Wooyoung mengedikkan bahu. “Apa kata dokter soal mimisanku?”

Ayahnya duduk di tepi tempat tidur dan mengerutkan bibir. “Ia hanya bilang akan memberimu serum besok pagi dan kau harus lebih banyak beristirahat di rumah sakit.”

“Apa?” Wooyoung bangun dari tempat tidurnya. “Apakah itu artinya aku tidak boleh keluar rumah sakit lagi?”

“Ya.”

“Walau hanya untuk sekedar jalan-jalan menghirup udara segar?”

“Ya, Sayang.” Tuan Jang mengangguk tegas.

Wooyoung memutar bola matanya dan menghela napas. Ia melipat kedua lengan di atas dada dan memalingkan wajah. “Seharusnya aku menyetujui permintaan Ibu untuk membawaku pulang,” gerutunya. “Dengan begitu, aku tidak akan mati kebosanan dengan hanya diam di rumah sakit.”

“Ini untuk kebaikanmu, Wooyoung,” kata ayahnya. “Kau harus banyak istirahat. Lagipula, kau sebenarnya kemana saja seharian ini?”

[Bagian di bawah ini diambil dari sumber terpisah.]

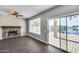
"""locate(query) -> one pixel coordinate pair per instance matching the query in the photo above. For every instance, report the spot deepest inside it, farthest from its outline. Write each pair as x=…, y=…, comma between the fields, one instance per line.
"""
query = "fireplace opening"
x=11, y=33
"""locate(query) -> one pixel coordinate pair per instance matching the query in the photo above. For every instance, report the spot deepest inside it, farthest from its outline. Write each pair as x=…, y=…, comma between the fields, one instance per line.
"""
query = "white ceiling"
x=26, y=10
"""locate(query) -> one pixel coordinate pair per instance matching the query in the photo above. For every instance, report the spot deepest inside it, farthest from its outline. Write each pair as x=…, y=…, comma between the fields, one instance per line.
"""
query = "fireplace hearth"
x=10, y=31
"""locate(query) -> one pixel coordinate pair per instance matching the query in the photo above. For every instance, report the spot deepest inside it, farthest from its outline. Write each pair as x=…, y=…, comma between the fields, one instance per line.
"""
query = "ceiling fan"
x=15, y=13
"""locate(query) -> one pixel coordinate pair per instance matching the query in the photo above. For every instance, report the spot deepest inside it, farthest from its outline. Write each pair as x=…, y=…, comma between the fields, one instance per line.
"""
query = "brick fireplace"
x=10, y=31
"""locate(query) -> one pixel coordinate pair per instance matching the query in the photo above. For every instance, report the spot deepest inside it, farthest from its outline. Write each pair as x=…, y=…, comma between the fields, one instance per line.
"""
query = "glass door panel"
x=73, y=33
x=53, y=32
x=63, y=33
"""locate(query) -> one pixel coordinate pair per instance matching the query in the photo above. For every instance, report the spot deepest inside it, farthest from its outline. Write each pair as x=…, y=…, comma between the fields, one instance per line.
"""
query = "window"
x=35, y=26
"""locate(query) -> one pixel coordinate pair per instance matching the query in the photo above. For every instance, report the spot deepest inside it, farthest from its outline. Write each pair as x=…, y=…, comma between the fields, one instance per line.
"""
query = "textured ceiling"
x=26, y=10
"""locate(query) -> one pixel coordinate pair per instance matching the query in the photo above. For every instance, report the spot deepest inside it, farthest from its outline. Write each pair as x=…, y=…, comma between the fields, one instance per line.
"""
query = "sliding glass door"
x=73, y=33
x=63, y=35
x=53, y=35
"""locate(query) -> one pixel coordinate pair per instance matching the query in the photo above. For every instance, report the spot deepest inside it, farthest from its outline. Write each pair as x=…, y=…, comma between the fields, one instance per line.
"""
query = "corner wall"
x=62, y=10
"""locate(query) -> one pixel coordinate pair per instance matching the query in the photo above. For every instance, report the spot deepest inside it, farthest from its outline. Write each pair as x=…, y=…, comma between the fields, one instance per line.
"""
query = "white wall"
x=13, y=21
x=9, y=21
x=62, y=10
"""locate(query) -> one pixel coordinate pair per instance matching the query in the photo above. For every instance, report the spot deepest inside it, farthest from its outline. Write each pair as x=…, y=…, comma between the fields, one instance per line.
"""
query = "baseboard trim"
x=37, y=39
x=47, y=43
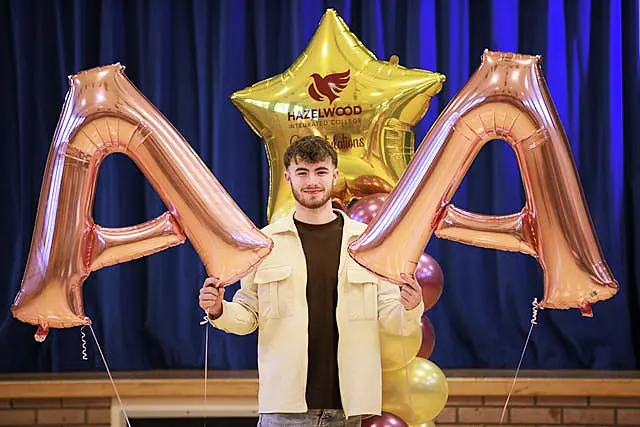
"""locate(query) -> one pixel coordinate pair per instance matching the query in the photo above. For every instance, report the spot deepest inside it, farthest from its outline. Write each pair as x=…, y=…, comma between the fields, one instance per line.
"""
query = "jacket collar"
x=286, y=224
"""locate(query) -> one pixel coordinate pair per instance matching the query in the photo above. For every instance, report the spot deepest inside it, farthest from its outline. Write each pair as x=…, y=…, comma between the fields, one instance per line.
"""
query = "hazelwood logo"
x=328, y=86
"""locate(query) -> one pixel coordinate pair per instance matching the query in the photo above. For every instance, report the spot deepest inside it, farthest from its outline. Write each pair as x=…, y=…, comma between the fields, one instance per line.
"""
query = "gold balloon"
x=416, y=394
x=337, y=89
x=506, y=98
x=392, y=354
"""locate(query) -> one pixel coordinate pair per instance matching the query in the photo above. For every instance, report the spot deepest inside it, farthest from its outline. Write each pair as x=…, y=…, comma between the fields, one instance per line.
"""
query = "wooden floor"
x=244, y=383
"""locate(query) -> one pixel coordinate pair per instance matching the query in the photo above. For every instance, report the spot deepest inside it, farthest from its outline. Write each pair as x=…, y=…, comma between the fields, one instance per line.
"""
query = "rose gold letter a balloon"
x=506, y=98
x=105, y=113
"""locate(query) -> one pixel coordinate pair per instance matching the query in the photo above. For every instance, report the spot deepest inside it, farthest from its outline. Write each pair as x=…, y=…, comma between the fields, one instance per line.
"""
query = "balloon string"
x=404, y=357
x=83, y=338
x=205, y=322
x=534, y=317
x=115, y=389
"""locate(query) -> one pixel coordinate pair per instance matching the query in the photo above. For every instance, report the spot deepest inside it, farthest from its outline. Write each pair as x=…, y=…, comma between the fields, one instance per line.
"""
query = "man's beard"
x=319, y=201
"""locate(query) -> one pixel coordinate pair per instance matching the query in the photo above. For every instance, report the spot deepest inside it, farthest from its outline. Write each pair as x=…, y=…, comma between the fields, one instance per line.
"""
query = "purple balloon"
x=365, y=209
x=385, y=420
x=431, y=279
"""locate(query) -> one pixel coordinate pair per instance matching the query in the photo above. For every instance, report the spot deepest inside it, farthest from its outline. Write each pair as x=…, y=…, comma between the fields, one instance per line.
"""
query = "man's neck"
x=321, y=215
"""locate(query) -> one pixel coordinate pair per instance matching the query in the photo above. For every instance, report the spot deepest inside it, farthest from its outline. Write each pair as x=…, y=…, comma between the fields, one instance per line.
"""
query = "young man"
x=318, y=312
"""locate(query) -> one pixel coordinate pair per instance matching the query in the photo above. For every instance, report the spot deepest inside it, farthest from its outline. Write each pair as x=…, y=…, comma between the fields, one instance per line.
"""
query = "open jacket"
x=273, y=299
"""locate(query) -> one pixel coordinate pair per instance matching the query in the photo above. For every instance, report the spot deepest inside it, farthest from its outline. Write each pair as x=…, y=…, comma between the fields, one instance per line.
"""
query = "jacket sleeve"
x=240, y=316
x=392, y=315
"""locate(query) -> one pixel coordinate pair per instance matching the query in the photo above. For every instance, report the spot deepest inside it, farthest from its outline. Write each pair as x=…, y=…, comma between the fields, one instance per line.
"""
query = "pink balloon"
x=428, y=338
x=431, y=279
x=365, y=209
x=384, y=420
x=337, y=204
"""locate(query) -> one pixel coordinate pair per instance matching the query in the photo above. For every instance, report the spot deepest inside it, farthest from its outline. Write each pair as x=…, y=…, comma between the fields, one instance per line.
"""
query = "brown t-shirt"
x=321, y=245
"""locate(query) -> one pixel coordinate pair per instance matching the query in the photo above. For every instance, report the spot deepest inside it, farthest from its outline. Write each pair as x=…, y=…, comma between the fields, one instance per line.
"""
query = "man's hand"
x=211, y=296
x=410, y=292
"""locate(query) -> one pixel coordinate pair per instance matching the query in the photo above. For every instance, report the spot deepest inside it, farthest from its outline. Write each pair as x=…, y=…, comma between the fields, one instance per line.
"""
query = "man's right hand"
x=211, y=296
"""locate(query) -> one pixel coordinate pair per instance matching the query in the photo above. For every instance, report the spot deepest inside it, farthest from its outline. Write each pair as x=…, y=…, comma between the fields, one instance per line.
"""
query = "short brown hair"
x=311, y=149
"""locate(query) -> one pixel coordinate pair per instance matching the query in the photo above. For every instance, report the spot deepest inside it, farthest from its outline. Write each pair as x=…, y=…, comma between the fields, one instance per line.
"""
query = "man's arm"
x=240, y=316
x=394, y=318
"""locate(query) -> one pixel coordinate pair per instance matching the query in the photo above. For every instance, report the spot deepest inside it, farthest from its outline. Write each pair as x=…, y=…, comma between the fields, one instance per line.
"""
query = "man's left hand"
x=410, y=292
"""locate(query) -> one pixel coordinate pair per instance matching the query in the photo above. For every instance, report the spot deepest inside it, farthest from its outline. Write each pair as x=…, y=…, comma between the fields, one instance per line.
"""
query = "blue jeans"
x=312, y=418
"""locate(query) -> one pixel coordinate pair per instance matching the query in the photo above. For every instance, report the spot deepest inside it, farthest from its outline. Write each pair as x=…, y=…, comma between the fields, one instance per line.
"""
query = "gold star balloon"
x=337, y=89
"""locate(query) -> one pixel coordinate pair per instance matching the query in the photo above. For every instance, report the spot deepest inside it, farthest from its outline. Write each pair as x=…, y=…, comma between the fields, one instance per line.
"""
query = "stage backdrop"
x=187, y=57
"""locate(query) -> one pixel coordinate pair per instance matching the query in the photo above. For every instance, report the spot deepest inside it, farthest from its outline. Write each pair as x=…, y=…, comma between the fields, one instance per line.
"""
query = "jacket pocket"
x=362, y=294
x=274, y=299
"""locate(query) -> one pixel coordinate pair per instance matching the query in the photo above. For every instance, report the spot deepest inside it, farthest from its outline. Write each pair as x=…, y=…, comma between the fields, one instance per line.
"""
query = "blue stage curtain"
x=188, y=56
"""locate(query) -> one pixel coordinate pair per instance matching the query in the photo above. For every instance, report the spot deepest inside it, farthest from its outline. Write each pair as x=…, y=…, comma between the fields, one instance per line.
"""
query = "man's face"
x=311, y=183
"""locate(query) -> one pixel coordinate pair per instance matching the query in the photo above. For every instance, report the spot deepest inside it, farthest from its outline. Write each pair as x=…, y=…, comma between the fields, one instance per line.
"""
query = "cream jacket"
x=273, y=299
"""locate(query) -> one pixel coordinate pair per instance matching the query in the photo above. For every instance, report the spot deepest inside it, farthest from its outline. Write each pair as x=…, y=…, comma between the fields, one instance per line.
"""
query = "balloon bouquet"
x=366, y=108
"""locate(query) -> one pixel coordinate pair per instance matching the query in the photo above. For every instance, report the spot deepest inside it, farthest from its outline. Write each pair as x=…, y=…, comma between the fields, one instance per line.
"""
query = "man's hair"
x=312, y=149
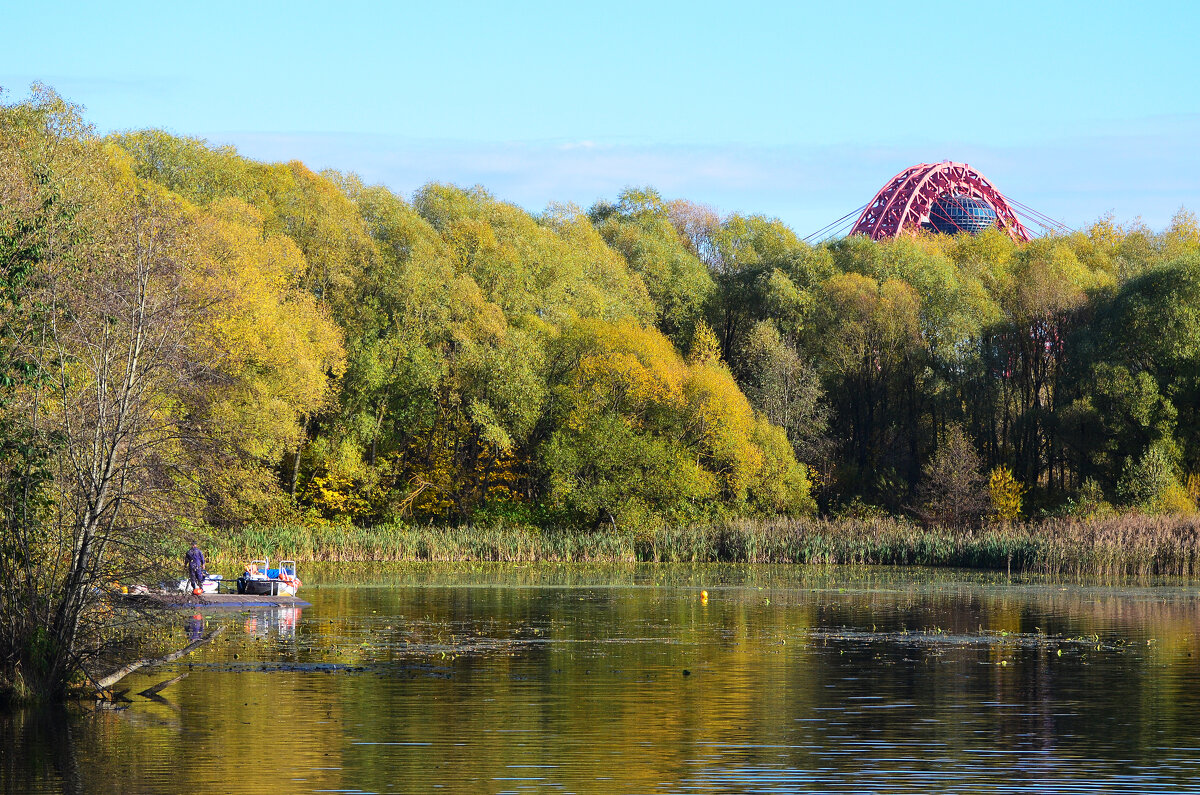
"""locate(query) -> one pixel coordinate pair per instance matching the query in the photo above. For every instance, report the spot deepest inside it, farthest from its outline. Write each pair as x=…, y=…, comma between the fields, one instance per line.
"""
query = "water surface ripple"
x=559, y=679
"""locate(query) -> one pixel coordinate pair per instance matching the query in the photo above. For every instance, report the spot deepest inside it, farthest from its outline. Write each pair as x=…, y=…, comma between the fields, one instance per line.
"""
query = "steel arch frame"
x=904, y=204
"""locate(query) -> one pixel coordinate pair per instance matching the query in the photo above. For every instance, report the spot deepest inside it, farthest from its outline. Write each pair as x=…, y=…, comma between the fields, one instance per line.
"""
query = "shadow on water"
x=39, y=751
x=628, y=679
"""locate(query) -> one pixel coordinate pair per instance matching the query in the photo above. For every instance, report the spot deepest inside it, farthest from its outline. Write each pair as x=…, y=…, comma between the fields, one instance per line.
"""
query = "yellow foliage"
x=269, y=339
x=1006, y=494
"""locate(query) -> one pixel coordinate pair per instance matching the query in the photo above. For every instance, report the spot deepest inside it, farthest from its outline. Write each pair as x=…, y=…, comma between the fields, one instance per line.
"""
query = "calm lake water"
x=557, y=679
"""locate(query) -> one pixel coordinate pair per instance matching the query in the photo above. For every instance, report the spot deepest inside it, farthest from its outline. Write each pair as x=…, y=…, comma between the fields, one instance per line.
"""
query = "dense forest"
x=317, y=348
x=191, y=340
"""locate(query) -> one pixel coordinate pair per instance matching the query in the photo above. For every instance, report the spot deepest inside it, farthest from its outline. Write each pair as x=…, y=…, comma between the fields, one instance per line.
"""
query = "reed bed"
x=1131, y=545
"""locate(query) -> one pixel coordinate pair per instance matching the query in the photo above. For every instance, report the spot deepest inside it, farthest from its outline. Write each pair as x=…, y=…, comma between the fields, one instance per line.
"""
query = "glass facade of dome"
x=954, y=214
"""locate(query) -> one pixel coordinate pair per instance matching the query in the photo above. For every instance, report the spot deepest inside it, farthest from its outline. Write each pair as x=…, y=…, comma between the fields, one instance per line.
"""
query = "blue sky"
x=785, y=109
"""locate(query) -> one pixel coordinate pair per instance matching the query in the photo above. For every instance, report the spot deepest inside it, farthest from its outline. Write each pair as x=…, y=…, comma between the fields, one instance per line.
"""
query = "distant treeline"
x=357, y=356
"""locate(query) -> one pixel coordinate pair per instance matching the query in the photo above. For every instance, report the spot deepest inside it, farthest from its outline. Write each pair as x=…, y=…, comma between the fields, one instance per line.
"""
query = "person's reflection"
x=196, y=627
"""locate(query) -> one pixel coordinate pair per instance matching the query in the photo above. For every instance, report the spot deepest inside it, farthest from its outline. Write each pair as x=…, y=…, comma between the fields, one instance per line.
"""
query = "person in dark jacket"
x=195, y=562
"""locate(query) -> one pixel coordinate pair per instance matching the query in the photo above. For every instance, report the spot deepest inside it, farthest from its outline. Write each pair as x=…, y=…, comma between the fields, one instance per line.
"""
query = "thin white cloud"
x=1146, y=171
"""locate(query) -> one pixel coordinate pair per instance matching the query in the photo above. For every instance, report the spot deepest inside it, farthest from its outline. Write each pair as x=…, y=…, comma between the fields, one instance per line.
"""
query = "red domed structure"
x=945, y=197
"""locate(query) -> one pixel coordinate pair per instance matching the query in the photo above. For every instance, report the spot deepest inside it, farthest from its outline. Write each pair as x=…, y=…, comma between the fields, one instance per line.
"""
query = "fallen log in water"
x=106, y=682
x=153, y=692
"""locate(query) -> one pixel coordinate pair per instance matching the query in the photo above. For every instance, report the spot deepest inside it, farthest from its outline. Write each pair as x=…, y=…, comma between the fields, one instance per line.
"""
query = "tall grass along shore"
x=1121, y=545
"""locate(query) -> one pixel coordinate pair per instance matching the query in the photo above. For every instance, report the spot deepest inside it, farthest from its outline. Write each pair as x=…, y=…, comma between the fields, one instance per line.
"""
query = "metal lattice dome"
x=957, y=213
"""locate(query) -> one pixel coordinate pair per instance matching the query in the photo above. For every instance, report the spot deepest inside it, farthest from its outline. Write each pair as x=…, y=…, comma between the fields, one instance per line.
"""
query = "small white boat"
x=259, y=579
x=210, y=584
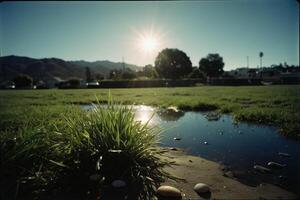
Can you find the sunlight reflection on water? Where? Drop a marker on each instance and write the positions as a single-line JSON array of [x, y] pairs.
[[238, 145]]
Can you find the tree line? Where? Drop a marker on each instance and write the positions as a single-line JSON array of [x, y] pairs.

Roman wajah Wooyoung berubah tegang. Ia menarik selimut dan berbaring di tempat tidur. “Tidak kemana-mana.”

***

Paginya, Wooyoung dibangunkan lebih awal oleh Tiffany. Tiffany masuk ke kamarnya dengan membawa serum-serum itu dan infuse. Tuan Jang telah menghilang seperti biasa. Ketika Wooyoung bertanya dimana ayahnya, Tiffany bilang sedang mengobrol dengan dokter Junsu. Tiffany menyuruh Wooyoung melepas T-shirt-nya agar ia bisa mengakses Hickman Line yang ada di dada Wooyoung.

“Apa saja kegiatanmu belakang ini, hm?” tanya Tiffany sambil duduk di samping Wooyoung untuk mengambil sampel darah.

Wooyoung tidak tahu Tiffany mengharapkan jawaban apa darinya. Ia memikirkan segala sesuatu yang terjadi—catatannya soal rencana kehidupan, hal-hal yang mulai ia lakukan bersama Taeyeon, dan ucapan ibunya bahwa pendapat dokter keliru dan barangkali ia akan semakin membaik.

“Tidak ada,” sahutnya.

“Ehm…”

Tiffany hanya menggumam dan sibuk mengurus serum itu. Warnanya kuning dan kenyal-kenyal, diwadahi dalam kantong plastik, seperti infuse. Kantong-kantong ini dicantelkan di tiang logam—tiang infuse. Lalu, isinya dialirkan ke dalam tubuh, melalui Hickman Line. Serum itu gunanya untuk membekukan darah dan menghentikan darah kalau terluka. Dan sementara menunggu isi serum itu habis, Tiffany duduk bersama Wooyoung di tepi ranjang.

“Aku melihatmu bersama seorang gadis kemarin sore,” kata Tiffany sambil menyeringai.

Wooyoung menatapnya dengan wajah merah. “Bagaimana kau tahu?”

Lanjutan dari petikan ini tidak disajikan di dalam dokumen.